Acoustic violins are constructed out of mainly two kinds of wood. These are maple and spruce. Spruce is used for the top of the violin because of its lightness, giving the violin that wonderful resonance. The best acoustic violins are those that are made from wood cut from two hundred year old trees specifically from Bavaria. After they are cut, the wood has to be aged for around five years, or even twenty-five years for an even better sound.
Meanwhile, for its back and sides, acoustic violins are made from ample wood, because it has just the right density. The maple wood also gives the violin the durability it needs. The importance of choosing the right type of wood for its construction is essential for acoustic violins because this will determine the quality of the sound that the instrument will produce. Different types, thicknesses and cuts of wood will produce different vibrations which translates to a certain kind of sound.
Meanwhile, electric violins rely on a built-in electrical pick up to give the violin a more modern or “electronic” sound. Electric violins are not all that new, and in fact have been in existence since the Jazz Age in the early twenties. Today, the electric violin is preferred by musicians who want to create a more pop or rock and roll sound.
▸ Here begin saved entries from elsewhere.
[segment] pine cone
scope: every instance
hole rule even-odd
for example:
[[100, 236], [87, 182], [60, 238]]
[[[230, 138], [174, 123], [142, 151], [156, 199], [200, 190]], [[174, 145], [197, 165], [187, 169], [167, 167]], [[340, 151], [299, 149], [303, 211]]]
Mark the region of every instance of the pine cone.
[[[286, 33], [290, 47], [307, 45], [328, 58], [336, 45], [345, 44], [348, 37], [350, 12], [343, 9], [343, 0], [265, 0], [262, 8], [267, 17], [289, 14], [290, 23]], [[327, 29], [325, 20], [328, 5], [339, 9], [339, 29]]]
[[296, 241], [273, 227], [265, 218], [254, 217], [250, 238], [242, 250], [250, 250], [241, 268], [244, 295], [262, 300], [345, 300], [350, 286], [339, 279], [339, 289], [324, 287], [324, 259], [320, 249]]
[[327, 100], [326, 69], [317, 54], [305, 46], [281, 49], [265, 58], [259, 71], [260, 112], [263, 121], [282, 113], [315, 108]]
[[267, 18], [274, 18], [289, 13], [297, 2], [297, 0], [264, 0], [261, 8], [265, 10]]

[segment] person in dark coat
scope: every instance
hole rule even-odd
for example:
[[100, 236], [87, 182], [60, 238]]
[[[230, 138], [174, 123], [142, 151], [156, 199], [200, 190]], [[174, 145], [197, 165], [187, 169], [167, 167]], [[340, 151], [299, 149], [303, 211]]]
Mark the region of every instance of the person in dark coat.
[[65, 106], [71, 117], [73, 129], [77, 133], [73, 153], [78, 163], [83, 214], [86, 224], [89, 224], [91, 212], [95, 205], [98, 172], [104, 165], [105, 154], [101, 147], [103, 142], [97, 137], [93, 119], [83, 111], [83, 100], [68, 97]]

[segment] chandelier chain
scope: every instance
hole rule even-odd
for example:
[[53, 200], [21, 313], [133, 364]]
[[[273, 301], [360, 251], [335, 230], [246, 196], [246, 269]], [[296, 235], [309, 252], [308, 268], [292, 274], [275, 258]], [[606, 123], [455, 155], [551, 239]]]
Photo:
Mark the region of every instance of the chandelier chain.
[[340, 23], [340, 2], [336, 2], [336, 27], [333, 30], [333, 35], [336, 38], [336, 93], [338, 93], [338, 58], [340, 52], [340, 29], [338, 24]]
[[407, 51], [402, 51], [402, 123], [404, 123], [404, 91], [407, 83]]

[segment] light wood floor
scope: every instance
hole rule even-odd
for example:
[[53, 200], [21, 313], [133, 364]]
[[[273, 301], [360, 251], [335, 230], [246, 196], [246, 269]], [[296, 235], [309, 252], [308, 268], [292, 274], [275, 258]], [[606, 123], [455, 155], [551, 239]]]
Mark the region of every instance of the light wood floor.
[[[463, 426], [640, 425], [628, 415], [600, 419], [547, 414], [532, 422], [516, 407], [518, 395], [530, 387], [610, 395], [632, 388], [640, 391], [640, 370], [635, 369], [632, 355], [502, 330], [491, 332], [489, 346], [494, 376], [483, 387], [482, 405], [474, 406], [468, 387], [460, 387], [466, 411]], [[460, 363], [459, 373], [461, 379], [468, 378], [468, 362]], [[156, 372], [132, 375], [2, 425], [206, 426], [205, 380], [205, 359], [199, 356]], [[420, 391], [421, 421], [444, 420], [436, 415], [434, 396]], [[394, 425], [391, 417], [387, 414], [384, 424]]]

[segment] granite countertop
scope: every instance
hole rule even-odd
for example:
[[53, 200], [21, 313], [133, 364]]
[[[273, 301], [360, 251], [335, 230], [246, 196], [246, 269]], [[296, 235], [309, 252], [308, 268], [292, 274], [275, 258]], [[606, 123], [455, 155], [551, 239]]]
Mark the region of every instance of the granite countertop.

The construction of an electric violin is different from that of an acoustic violin, because today, electric violins have solid bodies, as opposed to the hollow body form that is used for acoustic violins. Solid body electric violins are made from glass, carbon or Kevlar. However, there are still some electric violins that have hollow bodies, where pickups or piezoelectric bridges are attached to the fingerboards so that there will be no feedback or interference with the amplifiers, despite its hollow form.
There are also electric violins that are made from semi-hollow designs, where the chamber remains hollow but is sealed. This combination makes it possible for the electric violin to have the sound of a traditional or acoustic violin, while removing the feedback that the hollowness of the body often produces.
Some electric violins have the ability to sound like acoustic violins when they are not plugged in, and transform to a totally different-sounding instrument when plugged and used as an electric violin. These violins are known as electro-acoustic violins and are quite popular as well.